The human condition. Everything creative and exploratory revolves around feelings, behaviors and subsequent actions, and more importantly, how we can create things that can motivate people to think and act differently, to improve the environments in which they live. To my mind, this is the responsibility of media — whether you tell stories, make art, write copy, broker inventory or build technology… Which is why I have involved myself in all of those things in one capacity or another. It’s the reason why I became a “generalist”. It’s ultimately why I believe in brands.

How do you keep exploring and learning?

I am constantly collaborating with people I respect and admire, all over the world. My technology work in particular has offered me enriched perspectives. When you build a technology platform (especially one with a “social” bent), you see things in people and within yourself that reveal nuances in how we interact, express ideas and converge around problems. I say this with the caveat that I definitely learn a ton from people through things like social media, but I’ve gleaned far more from the relationships themselves than the content or ideas we’ve shared. I suppose the lesson is this: Invest in culture and the world repays you in spades.

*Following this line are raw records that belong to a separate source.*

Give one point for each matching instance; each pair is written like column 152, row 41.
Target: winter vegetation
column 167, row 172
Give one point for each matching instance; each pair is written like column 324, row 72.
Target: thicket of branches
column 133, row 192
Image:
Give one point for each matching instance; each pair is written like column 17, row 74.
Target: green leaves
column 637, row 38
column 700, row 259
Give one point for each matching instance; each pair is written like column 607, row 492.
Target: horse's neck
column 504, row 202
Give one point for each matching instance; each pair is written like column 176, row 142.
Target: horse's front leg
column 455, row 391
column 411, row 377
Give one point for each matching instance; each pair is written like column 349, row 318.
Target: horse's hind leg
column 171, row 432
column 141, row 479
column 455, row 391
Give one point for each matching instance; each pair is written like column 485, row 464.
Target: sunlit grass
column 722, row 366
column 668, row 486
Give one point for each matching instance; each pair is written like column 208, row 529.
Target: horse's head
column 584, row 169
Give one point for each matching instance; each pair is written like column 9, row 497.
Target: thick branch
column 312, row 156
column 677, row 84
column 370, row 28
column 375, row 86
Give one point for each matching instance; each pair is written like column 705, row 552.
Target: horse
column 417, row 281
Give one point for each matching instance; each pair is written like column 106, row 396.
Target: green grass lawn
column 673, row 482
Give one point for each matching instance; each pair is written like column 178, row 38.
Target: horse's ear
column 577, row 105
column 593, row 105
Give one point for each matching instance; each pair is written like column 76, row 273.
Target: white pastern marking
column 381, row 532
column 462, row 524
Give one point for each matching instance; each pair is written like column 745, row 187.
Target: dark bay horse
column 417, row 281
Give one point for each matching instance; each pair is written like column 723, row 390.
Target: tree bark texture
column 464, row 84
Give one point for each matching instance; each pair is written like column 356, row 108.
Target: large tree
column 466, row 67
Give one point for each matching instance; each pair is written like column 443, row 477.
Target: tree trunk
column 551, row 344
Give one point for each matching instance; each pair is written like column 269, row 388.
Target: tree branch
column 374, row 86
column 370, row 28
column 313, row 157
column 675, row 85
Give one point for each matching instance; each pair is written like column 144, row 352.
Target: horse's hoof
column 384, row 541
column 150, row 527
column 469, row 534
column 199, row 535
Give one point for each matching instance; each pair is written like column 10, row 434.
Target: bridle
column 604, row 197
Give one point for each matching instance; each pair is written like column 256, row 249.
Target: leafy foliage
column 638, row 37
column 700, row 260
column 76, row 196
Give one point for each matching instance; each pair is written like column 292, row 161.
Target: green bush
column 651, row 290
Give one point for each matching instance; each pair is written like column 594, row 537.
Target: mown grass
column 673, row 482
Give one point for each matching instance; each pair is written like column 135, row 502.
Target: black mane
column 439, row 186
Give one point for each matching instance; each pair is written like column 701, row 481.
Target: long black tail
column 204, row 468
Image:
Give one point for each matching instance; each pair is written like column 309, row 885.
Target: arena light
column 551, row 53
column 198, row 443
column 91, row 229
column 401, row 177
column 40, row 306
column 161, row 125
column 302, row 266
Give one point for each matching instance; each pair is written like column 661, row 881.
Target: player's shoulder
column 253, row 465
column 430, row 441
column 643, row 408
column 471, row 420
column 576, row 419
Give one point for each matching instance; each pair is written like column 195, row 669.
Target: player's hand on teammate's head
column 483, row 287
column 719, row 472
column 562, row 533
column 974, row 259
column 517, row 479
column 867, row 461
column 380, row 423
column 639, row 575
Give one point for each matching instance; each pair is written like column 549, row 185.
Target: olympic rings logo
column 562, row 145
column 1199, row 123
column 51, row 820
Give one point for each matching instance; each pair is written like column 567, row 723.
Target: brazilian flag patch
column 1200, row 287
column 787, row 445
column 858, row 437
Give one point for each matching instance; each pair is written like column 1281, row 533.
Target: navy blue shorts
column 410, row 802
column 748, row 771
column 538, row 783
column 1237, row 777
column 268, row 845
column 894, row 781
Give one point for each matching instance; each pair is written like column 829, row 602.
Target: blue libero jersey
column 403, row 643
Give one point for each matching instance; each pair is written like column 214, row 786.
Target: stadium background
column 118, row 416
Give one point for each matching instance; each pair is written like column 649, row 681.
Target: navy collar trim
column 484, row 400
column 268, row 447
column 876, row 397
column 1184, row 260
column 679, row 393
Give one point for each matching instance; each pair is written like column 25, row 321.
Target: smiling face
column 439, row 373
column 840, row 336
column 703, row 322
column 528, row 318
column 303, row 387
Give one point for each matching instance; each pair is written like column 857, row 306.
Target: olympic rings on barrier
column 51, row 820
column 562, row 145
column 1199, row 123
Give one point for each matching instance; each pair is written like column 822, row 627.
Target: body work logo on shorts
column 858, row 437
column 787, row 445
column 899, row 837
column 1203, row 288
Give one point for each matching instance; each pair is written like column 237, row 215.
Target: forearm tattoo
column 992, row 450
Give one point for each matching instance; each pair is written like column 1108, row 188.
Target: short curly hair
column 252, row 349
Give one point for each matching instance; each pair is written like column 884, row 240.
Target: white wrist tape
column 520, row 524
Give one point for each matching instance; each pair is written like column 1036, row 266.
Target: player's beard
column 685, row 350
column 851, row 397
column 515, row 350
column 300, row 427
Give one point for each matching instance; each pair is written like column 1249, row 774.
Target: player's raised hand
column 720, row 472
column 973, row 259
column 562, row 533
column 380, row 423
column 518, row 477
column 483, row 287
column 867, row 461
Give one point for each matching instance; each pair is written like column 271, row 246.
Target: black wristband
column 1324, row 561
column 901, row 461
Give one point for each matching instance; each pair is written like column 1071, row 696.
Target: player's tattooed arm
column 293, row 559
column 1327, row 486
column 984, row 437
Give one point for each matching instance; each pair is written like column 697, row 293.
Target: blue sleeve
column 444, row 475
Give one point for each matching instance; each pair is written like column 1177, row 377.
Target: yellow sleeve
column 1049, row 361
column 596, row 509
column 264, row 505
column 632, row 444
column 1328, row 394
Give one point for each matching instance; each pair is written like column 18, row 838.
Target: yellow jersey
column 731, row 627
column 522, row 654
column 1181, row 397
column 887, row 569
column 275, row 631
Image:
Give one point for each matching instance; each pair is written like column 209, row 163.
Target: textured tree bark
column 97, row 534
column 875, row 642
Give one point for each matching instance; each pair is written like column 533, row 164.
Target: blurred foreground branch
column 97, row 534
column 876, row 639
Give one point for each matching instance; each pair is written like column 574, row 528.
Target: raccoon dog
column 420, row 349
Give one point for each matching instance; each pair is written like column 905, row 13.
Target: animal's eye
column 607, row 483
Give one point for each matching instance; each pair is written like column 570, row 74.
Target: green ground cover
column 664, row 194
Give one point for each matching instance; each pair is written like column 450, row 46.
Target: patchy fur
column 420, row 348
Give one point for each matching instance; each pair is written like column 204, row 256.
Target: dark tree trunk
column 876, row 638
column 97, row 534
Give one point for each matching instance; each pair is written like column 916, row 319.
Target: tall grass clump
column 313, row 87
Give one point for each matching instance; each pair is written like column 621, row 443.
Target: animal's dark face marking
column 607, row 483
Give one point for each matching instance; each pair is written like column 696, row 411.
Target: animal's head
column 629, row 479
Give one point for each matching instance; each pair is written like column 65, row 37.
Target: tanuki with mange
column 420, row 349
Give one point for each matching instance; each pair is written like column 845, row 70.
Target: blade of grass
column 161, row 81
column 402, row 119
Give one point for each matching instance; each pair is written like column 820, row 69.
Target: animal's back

When where you amazed last?

Yesterday, at a breakfast spot I frequent. I chatted it up with an older gentleman who is a retired journalist and who told me that “all communication boils down to a connection between people, and that connection is what makes a story”. As he checked his Facebook page, he went on to explain that technology means nothing without the good intentions behind it, and the potential to tell better stories that change people’s lives. Pretty sage words.

What is your favourite resource library?

My network.

What’s the biggest challenge the digital communications industry is facing right now, and do this lead you to some predictions?

Context.
We don’t take enough time as businesses to connect the dots between what we do, why we do it and how it really matters to the clients we represent. We don’t ask enough of the right questions, and we’re often not bold or confident enough to push back on clients because we’re afraid of what they might say or do. Fact is, we create a ton of media in the form of blogs, banners, rich media and the like, and we do very little to sustain those efforts outside of campaigns. This circles back to context: what do we want and need from our consumer cohorts? How can we enlist them in sustainable growth strategies that help a client’s business and solidify our own value as agencies?
A prediction: brands will literally own the content publishing space within the next 2-3 years, and they will also be the gatekeepers in making movies, producing TV shows and delivering multi-platform content experiences. Another prediction: the agencies that can help curate meaningful content, develop utility-based applications and deliver critical consumer insights as well as market intelligence will win in this game and remain relevant; some of these agencies will produce work they never thought possible, blending the lines between “long-form”, “short-form” and “any form”.